How to Make Chocolate-Dipped Strawberries
Hello Gorgeous! as the great Barbra would say. Gorgeous sunny weather. Gorgeous fresh produce. Gorgeous sweet strawberries.
What’s the best way to celebrate the arrival of Spring? By dipping gorgeous sweet strawberries in tasty Venezuelan chocolate.
Making Chocolate Dipped Strawberries
6 oz unsweetened chocolate
1 lb fresh sweet strawberries, rinsed and patted dry
Coarsely chop unsweetened chocolate. I used Venezuelan chocolate El Rey Bucare with 58.5% cocoa. It’s not too sweet and not too dark, which is a perfect match to sweet strawberries. Melt the chocolate using a double boiler or a homemade double boiler to avoid burning the chocolate. Place the coarsely chopped chocolate in a metal bowl and set the bowl over a pot of simmering water.
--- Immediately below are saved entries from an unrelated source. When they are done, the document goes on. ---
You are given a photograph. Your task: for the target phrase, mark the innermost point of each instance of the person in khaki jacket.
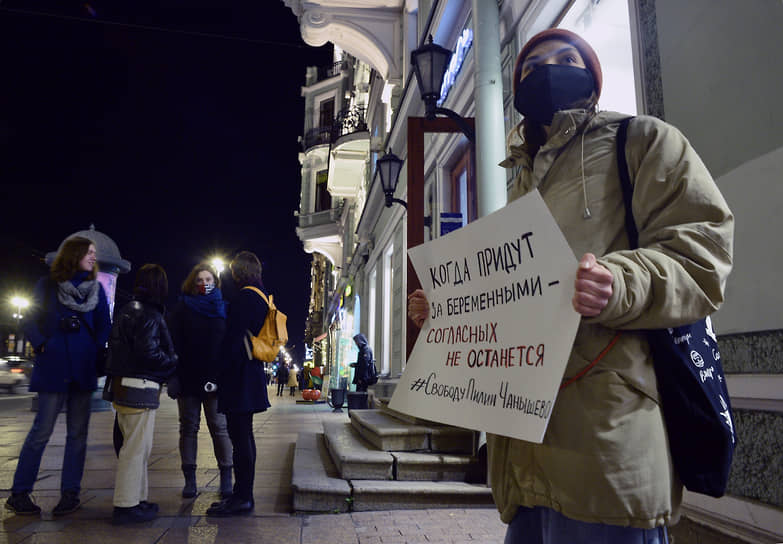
(603, 473)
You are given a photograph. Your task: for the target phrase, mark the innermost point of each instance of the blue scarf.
(211, 305)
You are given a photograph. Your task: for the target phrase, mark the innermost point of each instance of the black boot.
(189, 491)
(226, 487)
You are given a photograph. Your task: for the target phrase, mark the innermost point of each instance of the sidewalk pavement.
(183, 520)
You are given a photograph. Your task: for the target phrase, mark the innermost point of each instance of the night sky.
(172, 127)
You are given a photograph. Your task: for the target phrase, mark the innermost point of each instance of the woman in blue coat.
(242, 382)
(68, 327)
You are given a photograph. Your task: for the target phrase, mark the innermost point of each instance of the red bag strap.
(586, 369)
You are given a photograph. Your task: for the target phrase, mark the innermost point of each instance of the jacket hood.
(361, 340)
(565, 125)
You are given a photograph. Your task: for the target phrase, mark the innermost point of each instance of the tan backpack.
(273, 334)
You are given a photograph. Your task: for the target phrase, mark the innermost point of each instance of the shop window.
(372, 305)
(606, 25)
(326, 113)
(323, 199)
(387, 309)
(459, 196)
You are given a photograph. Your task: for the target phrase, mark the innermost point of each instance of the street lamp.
(389, 167)
(430, 62)
(20, 303)
(218, 264)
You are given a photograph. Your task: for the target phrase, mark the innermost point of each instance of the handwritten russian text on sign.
(493, 351)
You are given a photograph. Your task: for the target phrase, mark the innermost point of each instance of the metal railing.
(349, 121)
(320, 218)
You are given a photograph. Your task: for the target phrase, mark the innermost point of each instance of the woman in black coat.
(198, 325)
(361, 373)
(242, 382)
(141, 359)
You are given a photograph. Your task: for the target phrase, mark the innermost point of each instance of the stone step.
(355, 457)
(433, 467)
(371, 495)
(315, 482)
(388, 433)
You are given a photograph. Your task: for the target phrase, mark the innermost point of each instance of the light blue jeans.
(541, 525)
(77, 421)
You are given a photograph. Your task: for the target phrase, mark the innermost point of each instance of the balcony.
(317, 136)
(318, 219)
(350, 121)
(321, 73)
(321, 232)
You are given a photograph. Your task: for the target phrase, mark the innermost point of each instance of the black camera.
(70, 324)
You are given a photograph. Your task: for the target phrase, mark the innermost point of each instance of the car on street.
(14, 372)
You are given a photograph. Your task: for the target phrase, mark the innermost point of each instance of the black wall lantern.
(430, 62)
(389, 167)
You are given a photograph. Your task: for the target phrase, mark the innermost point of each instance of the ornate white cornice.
(370, 30)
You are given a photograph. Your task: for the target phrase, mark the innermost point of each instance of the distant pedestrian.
(242, 383)
(141, 359)
(293, 381)
(282, 378)
(68, 326)
(363, 361)
(198, 325)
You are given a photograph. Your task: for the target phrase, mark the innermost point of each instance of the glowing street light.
(20, 303)
(218, 264)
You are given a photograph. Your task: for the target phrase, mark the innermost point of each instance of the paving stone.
(316, 487)
(383, 495)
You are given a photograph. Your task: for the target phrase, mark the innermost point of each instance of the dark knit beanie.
(587, 52)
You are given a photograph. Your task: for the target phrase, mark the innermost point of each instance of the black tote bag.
(694, 398)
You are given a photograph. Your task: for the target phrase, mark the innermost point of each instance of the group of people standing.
(289, 376)
(199, 350)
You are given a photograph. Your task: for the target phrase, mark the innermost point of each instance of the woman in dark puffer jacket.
(198, 324)
(242, 382)
(141, 358)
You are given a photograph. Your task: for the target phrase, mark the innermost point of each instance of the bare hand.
(418, 307)
(593, 286)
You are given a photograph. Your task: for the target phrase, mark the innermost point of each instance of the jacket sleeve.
(31, 321)
(153, 347)
(678, 273)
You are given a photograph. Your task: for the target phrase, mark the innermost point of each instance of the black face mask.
(550, 88)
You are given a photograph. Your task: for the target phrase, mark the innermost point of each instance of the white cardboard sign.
(492, 354)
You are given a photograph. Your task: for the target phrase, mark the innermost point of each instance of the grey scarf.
(87, 291)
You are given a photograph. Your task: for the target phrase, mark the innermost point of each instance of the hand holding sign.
(418, 307)
(593, 286)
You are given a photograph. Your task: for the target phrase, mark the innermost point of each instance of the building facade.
(698, 66)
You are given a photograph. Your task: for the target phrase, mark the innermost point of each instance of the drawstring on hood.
(586, 214)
The metal bowl should be big enough so that it sits on top of the pot without touching the water.
Turn off the heat. Stir the chocolate from time to time until completely melted and smooth. Remove the bowl from the pot and set aside the melted chocolate.
Line a baking sheet with wax paper or parchment paper. Take a strawberry and while grasping its leaves or stem dip it in the melted chocolate. Twirl it around to get it uniformly coated. I like my strawberries dipped 3/4 of the way up and not completely covered.
Place the strawberries on the wax paper-lined baking sheet and refrigerate for about 30 minutes. Let them come to room temperature before serving. These simple-to-make chocolate-dipped strawberries would look so gorgeous on a clean white plate.